The *unique Nash equilibrium* is mutual defection, an outcome that is worse for both players than mutual cooperation. Now consider the game that involves a repetition of the prisoner’s dilemma for *n* periods, where *n* is commonly known to the two players. A pure strategy in this repeated game is a plan that prescribes which action is to be taken at each stage, contingent on every possible history of the game to that point. Clearly the set of pure strategies is very large. Nevertheless, all Nash equilibria of this finitely repeated game involve defection at every stage. When the number of stages *n* is large, equilibrium payoffs lie far below the payoffs that could have been attained under mutual cooperation.

It has sometimes been argued that the Nash prediction in the finitely repeated prisoner’s dilemma (and in many other environments) is counterintuitive and at odds with experimental evidence. However, experimental tests of the equilibrium hypothesis are typically conducted with monetary payoffs, which need not reflect the preferences of subjects over action profiles. In other words, individual preferences over the distribution of monetary payoffs may not be exclusively self-interested. Furthermore, the equilibrium prediction relies on the hypothesis that these preferences are commonly known to all subjects, which is also unlikely to hold in practice.

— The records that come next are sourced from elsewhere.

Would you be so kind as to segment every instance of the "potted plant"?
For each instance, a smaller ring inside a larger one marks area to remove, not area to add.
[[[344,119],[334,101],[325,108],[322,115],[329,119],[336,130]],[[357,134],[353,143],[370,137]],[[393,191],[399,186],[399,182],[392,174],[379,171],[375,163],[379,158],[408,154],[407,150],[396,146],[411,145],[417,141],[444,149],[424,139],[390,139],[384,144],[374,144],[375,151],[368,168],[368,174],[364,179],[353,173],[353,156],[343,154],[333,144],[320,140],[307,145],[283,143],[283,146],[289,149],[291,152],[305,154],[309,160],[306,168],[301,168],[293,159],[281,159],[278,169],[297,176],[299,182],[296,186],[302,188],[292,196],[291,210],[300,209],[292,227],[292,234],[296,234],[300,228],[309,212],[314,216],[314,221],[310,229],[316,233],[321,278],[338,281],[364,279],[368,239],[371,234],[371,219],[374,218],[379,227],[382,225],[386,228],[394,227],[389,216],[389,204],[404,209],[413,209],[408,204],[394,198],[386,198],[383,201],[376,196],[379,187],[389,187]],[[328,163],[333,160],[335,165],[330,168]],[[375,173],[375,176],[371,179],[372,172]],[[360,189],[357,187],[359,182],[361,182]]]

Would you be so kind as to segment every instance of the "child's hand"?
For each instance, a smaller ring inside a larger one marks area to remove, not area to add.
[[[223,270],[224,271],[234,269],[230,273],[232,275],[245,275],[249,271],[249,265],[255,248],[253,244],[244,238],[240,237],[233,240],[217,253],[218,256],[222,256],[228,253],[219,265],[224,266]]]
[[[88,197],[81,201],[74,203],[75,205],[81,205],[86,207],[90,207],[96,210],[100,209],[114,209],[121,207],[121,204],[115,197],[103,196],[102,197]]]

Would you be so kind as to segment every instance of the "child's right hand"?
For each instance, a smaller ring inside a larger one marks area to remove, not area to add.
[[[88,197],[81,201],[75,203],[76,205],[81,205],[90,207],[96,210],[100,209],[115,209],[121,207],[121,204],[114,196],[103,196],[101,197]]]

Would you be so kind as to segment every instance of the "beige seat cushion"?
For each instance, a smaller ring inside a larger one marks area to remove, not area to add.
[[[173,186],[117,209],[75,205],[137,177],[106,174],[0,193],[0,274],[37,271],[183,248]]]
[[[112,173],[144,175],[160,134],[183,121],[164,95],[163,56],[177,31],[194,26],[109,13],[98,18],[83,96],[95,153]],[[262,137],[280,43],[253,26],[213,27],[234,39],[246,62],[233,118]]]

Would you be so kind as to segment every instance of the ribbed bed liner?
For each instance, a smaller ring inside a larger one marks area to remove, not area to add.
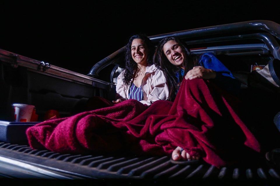
[[[279,169],[273,168],[267,162],[242,165],[242,168],[218,169],[206,163],[174,164],[168,156],[127,157],[63,154],[4,142],[0,142],[0,150],[1,156],[81,178],[254,180],[280,178]]]

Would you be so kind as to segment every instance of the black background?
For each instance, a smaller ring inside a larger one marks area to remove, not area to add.
[[[253,20],[280,24],[277,2],[2,1],[0,49],[86,75],[134,34]]]

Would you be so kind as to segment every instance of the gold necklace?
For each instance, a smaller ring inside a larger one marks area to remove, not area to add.
[[[139,72],[142,72],[142,73],[141,73],[141,74],[140,74],[140,76],[142,76],[142,74],[143,74],[143,73],[144,72],[144,71],[146,71],[146,70],[144,70],[144,71],[139,71]]]

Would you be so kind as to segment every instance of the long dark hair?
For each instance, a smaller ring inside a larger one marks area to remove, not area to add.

To address this latter concern, the concept of Nash equilibrium has been generalized to allow for situations in which players are faced with incomplete information. If each player is drawn from some set of types, such that the probability distribution governing the likelihood of each type is itself commonly known to all players, then we have a *Bayesian game*. A pure strategy in this game is a function that associates with each type a particular action. A *Bayes-Nash equilibrium* is then a strategy profile such that no player can obtain greater expected utility by deviating to a different strategy, given his or her beliefs about the distribution of types from which other players are drawn.

Allowing for incomplete information can have dramatic effects on the predictions of the Nash equilibrium concept. Consider, for example, the finitely repeated prisoner’s dilemma, and suppose that each player believes that there is some possibility, perhaps very small, that his or her opponent will cooperate in all periods provided that no defection has yet been observed, and defect otherwise. If the number of stages *n* is sufficiently large, it can be shown that mutual defection in all stages is inconsistent with equilibrium behavior, and that, in a well-defined sense, the players will cooperate in most periods. Hence, in applying the concept of Nash equilibrium to practical situations, it is important to pay close attention to the information that individuals have about the preferences, beliefs, and rationality of those with whom they are strategically interacting.

**SEE ALSO** *Game Theory; Multiple Equilibria; Noncooperative Games; Prisoner’s Dilemma (Economics)*

## BIBLIOGRAPHY

Cournot, A. A. 1838. *Recherches sur les principes mathématiques de la théorie des richesses.* Paris: L. Hachette.

Fudenberg, Drew, and Jean Tirole. 1991. *Game Theory*. Cambridge, MA: MIT Press.

Harsanyi, John C. 1967–1968. Games with Incomplete Information Played by Bayesian Players. *Management Science* 14 (3): 159–182, 320–334, 486–502.

Harsanyi, John C., and Reinhard Selten. 1998. *A General Theory of Equilibrium Selection in Games*. Cambridge, MA: MIT Press.

Kreps, David, Paul Milgrom, John Roberts, and Robert Wilson. 1982. Rational Cooperation in the Finitely Repeated Prisoner’s Dilemma. *Journal of Economic Theory* 27: 245–252.

Nash, John F. 1950. Equilibrium Points in N-Person Games. *Proceedings of the National Academy of Sciences* 36 (1): 48–49.

Osborne, Martin J., and Ariel Rubinstein. 1994. *A Course in Game Theory*. Cambridge, MA: MIT Press.

von Neumann, John, and Oskar Morgenstern. 1944. *Theory of Games and Economic Behavior*. Princeton, NJ: Princeton University Press.